Erik snorted. “You might have to fight me for that chance.”
Beside him, Oliver swayed out of his grip.
“Ollie, what–”
“Oh,” Oliver said. “Oh.”
The dragon gave another of its high shrieks, and rushed past them out the gate, galloping in an awkward, undulating way across the snow, toward the mouth of the cave where they’d been held prisoner.
Oliver took a lunging step after it.
“Ollie, wait!”
But he was already gone.
Erik followed.
~*~
Oliver slipped on a patch of ice at the mouth of the cave, and was saved by the timely, strong grip of a hand on the back of his tunic.
“What are you doing?” Erik demanded.
Oliver tried to tug loose. “He’s leading me somewhere. There’s something down here.”
“Probably bones,” Birger said.
“Probably more cannibals.” That was Leif.
Ahead, Percy’s white, spiked tail whipped around a corner, the ice around him flashing with the reflection of it.

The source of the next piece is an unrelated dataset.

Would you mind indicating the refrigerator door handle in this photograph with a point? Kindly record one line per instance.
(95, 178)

“Come with me if you want,” Oliver said, “but I’m going.” He could feel his fever flaring up again, his skin itchy, warm, and tight, his head throbbing.
Erik sighed, but followed, keeping his grip on Oliver’s tunic.
The tunnel took a few shallow turns, and the icicles and ice sheets on every surface offered sunlight where there should have been none, a kaleidoscope of fractured colors. Oliver could hear Percy’s claws clicking over the stone floor.
They walked and walked, Erik steadying him every time he tripped – which was often. His head hurt terribly, and his eyes ached, and he wanted to lie down. But this wasthecave, and he needed to see, needed to understand–
Ahead, the light changed. A slow, bright blue tinge that swelled out, and out, growing stronger, painting everything in monochrome.
“This is it,” he said. “This is my dream.”
Everything was blue, and then came the growl, low, deep, and pulsing, but it didn’t frighten him now, not even a little.
“Is that a bear?” Leif asked.
And Magnus: “That is no bear.”
“No,” Oliver said, and with one last burst of speed and strength twisted out of Erik’s grip and rounded the next corner.
The cell here was low; Percy had to duck to fit. There were no bars, like there had been, but a weaving of thick ropes; a whole net of them, dripping ice. And beyond, a dragon. Two dragons.
One was smaller than Percy, the other much more so. Both wore heavy silver collars and shackles that no Fang had made; silver chains trailed across the floor, hooked to brackets in the wall, where two sapphires big as eggs had been inlaid into the stone and ice; they were glowing.
Percy gave a low, mournful sound, and nosed at the rope netting.
The two dragons, white cold-drakes like him, lay curled up together, eyes closed, sleeping.